Log Cabin Steakhouse
The Log Cabin Steakhouse occupies the corner of Main Street and Perry Street — inside the former First State and Savings Bank building that closed during the Great Depression — and has held the seat as Galena's oldest continuously trading restaurant since 1937. The current incarnation runs under the Rigopoulos family: Foti 'Frank' Rigopoulos bought the room with partner Dino Maglaris in June 1975, and the family has run it on the same corner ever since. The dining floor seats about a hundred and twenty across two parlor-style rooms — original tin ceilings, the bank's preserved millwork along the front, and a working old-school maitre d' station that reads as continuity rather than nostalgia. The neon Log Cabin sign on the Main Street corner is one of Galena's most photographed nighttime landmarks.

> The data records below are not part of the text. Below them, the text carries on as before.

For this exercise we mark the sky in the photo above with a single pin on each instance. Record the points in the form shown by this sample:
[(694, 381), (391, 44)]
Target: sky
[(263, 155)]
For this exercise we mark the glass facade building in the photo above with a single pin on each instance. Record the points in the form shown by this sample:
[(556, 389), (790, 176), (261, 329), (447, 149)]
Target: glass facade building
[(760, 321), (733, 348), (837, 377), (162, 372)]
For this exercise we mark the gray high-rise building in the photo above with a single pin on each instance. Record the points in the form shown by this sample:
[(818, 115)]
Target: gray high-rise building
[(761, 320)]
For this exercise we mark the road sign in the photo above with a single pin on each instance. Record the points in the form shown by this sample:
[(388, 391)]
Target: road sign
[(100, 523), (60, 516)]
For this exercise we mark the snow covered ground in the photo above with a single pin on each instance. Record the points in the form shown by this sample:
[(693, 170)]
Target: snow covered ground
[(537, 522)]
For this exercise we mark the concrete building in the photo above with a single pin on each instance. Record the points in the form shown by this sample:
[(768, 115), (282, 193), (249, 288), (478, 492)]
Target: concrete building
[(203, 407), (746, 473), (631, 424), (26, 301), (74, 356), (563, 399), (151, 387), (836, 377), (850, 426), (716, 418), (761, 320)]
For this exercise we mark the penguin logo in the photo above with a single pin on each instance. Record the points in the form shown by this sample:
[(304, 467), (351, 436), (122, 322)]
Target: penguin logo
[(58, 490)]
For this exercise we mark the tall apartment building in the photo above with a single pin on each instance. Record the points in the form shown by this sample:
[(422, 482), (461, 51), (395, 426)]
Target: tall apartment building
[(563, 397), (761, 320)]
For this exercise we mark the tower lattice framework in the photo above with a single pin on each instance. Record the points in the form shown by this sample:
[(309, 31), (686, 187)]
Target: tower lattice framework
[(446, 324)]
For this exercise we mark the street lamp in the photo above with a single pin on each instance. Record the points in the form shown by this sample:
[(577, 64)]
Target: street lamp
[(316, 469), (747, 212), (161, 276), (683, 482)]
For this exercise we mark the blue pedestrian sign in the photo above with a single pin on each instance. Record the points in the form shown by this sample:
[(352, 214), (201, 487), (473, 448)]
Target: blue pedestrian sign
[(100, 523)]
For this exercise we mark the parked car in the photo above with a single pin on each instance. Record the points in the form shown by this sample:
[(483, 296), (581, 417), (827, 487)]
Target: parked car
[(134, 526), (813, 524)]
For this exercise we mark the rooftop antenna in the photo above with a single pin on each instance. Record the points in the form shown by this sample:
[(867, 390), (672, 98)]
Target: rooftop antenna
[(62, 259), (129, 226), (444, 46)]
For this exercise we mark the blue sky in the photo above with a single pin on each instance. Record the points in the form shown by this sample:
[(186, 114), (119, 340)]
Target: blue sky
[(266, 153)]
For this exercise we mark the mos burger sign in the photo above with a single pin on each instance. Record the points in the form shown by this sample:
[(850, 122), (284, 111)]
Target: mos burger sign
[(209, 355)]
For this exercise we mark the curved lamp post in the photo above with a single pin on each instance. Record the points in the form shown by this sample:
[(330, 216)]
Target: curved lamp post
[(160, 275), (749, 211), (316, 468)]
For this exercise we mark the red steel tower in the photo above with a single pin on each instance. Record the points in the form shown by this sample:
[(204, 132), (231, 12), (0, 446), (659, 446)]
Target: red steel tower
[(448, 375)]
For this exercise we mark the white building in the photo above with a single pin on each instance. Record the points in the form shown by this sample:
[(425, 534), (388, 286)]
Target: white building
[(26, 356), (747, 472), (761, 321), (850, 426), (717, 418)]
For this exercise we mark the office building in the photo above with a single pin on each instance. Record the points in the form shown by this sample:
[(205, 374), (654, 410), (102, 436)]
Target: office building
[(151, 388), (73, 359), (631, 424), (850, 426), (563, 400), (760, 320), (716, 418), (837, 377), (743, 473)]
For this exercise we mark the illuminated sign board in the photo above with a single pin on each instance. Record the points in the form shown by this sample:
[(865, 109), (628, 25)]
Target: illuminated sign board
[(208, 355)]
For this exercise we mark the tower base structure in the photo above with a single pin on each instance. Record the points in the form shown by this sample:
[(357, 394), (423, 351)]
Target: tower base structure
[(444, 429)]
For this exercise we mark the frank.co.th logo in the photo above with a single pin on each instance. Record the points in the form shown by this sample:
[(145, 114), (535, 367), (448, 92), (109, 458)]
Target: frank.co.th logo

Vinny Vanucchi's Little Italy
Vinny Vanucchi's Little Italy occupies a stepped cobblestone corner at the intersection of South Main Street and Washington Street — halfway up the historic Main Street climb, three blocks south of the Log Cabin and four south of Fried Green Tomatoes — and has held the seat as Galena's reference Italian-American trattoria for more than thirty years. The premises is one of the more architecturally unusual in the city: fifteen distinct dining rooms spread across three connected nineteenth-century buildings, each with its own character — brick-walled wine rooms, parlor rooms with restored period millwork, a family-style courtyard, a covered patio, and a chef's room near the kitchen pass. The format reads as the family-Italian restaurant a small town builds because the town wanted one, not because the format polled well.